Closed kittyBS closed 11 months ago
Hi! The orthologies file is only needed if you are using the preparation_input_tool. As long as you end up with a input file with the following format: Ref_GeneID Ortholog1(Int_GeneID|virtual_coordinate|Chromosome|strand) Ortholog2 Ortholog3...OrthologN for coding genes Like BL24937 ENSG00000122565|141|7|+ ENSG00000108468|776|17|- ENSG00000094916|482|12|- Where BL2497 is one of the reference species genes (in this case one of the already sorted amphioxus genes) and the three ENSGXXXX are three orthologs found in human (the interrogated species) in the chromosomes 7 position 141, chromosome 17 position 776 and chromosome 12 position 482 respectively. This file can be generated in lots of different ways, being of course one of them the use of the preparation_input_tool. Only in the event of using this tool, you will need a file_orthologies file. This file can be either obtained using orthofinder, or any other orthology assessing software and the numbers of "Orthologic_family_code(number)" and "Orthologic_subfamily_code(number)” are numbers assigned (by orthofinder in this case) to each family or subfamily. So, I’ll try to explain these using the example provided in the preparation_README.md: 22 Hsa ENSG00000127951 22 22 Bla BL74412 22 29 Hsa ENSG00000116194 29 29 Hsa ENSG00000136859 29 29 Hsa ENSG00000130812 3623 29 Bla BL05848 29 29 Bla BL12211 3623 31 Hsa ENSG00000101280 31 31 Hsa ENSG00000091879 31 31 Hsa ENSG00000154188 32 31 Bla BL13639 31 31 Bla BL24935 31 31 Bla BL00184 31
In this case the family 22 (again, a number assigned by orthofinder to this orthologic cluster) is composed by ENSG00000127951 and BL74412 and they belong to subfamily 22 (meaning there are no subfamilies), pretty straightforward. But in the family 29, we can se that although ENSG00000116194, ENSG00000136859, ENSG00000130812, BL05848 and BL12211 are members of the same orthologic cluster (or family) with the assigned number 29, two of them belong to a different subfamily, ENSG00000130812 and BL12211, which belong to the subfamily cluster number 3623. What does this mean? In this context, BL12211 and BL05848 appear to be amphioxus paralogs that existed before the 2 rounds of whole genome duplication, and after different deletions, 3 genes remained in human, two of them closely related to BL05848 and one more related to BL12211. Finally this is a file created using only the human and amphioxus entries from a file with more species generated with orthofinder, that’s why in the family 31, there is a human gene with a subfamily 32 that is not present in amphioxus. I hope I have cleared your doubts! In any case, when using the preparation_input_tool, the subfamily value is not strictly required, but it is recommended as you can easily change the column used to the subfamily one and run the analysis with closer orthology groups. Also, take into account that this script should be modified to work with any species different than human as an interrogated species!

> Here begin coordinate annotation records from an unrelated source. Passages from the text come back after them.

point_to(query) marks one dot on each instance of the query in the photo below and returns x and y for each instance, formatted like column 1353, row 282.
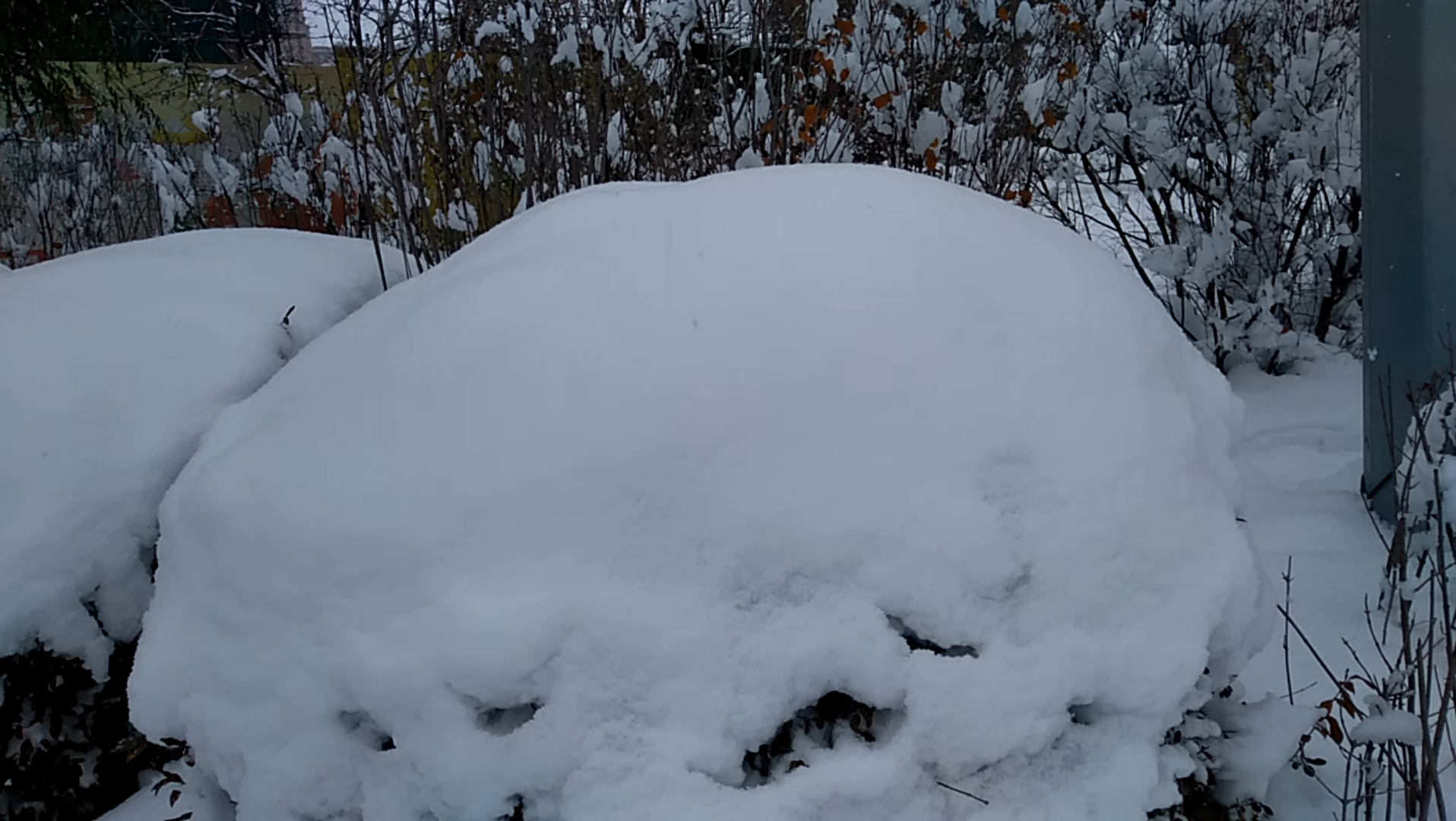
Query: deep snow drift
column 593, row 509
column 112, row 364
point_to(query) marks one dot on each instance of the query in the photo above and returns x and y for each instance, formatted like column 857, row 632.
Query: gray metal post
column 1408, row 160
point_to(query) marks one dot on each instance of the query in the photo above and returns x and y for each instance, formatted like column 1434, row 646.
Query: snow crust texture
column 112, row 363
column 583, row 518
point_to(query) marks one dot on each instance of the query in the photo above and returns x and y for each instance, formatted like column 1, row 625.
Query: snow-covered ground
column 112, row 363
column 1299, row 466
column 586, row 523
column 1299, row 461
column 593, row 510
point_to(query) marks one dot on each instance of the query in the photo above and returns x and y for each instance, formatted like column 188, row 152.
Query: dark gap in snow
column 518, row 810
column 504, row 721
column 500, row 721
column 89, row 603
column 71, row 750
column 366, row 730
column 1085, row 715
column 915, row 642
column 833, row 718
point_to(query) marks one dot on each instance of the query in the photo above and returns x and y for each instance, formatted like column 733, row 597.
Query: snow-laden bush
column 1217, row 146
column 112, row 364
column 755, row 496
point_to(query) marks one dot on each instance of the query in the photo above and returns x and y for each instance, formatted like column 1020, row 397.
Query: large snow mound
column 657, row 468
column 112, row 364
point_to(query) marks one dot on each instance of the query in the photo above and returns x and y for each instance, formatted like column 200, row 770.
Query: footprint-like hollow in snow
column 834, row 718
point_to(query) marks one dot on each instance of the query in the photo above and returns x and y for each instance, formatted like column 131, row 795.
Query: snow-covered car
column 813, row 493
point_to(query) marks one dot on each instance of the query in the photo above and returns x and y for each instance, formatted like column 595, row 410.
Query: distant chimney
column 296, row 41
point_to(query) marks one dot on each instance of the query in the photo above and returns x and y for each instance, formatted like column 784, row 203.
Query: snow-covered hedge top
column 112, row 363
column 657, row 466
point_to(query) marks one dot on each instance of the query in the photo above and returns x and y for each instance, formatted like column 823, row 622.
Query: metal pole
column 1408, row 170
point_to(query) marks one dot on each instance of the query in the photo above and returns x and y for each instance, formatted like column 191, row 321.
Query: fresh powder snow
column 802, row 493
column 114, row 361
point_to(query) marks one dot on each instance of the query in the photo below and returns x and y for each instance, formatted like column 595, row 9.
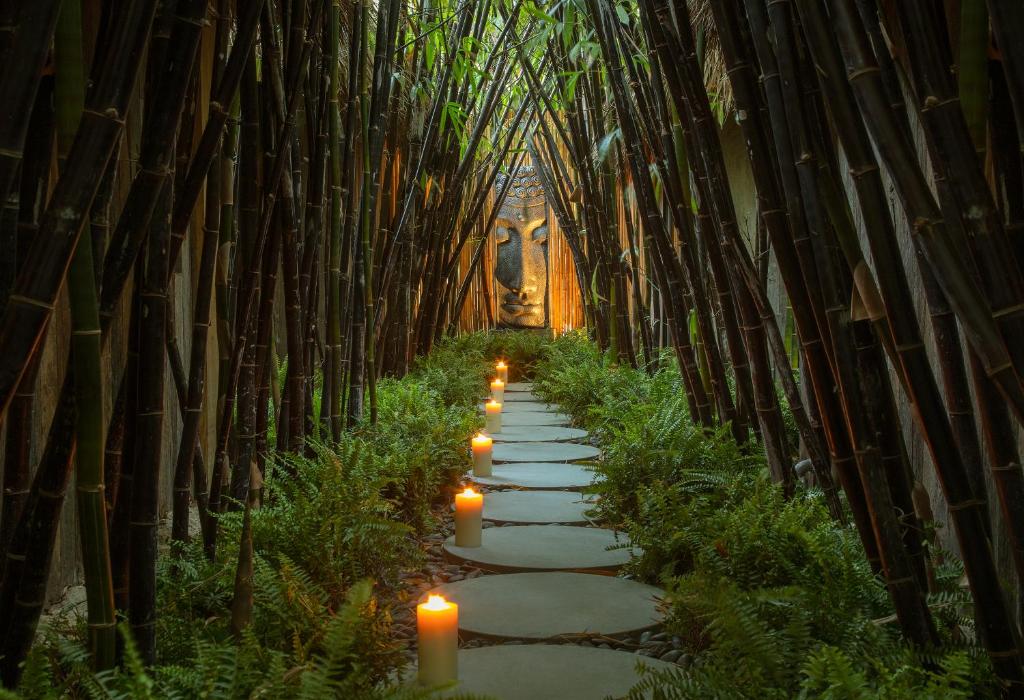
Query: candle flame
column 436, row 603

If you have any doubt, don’t hesitate to contact me again, I’ll be glad to help!
Hello, I'm new to this field, so please forgive me for bothering you again. I'm having trouble figuring out how to obtain the necessary information for creating the file_orthologies dataset, specifically regarding the Orthologic_family_code(number) and Orthologic_subfamily_code(number). Could you provide some guidance on how to address this issue? Thank you.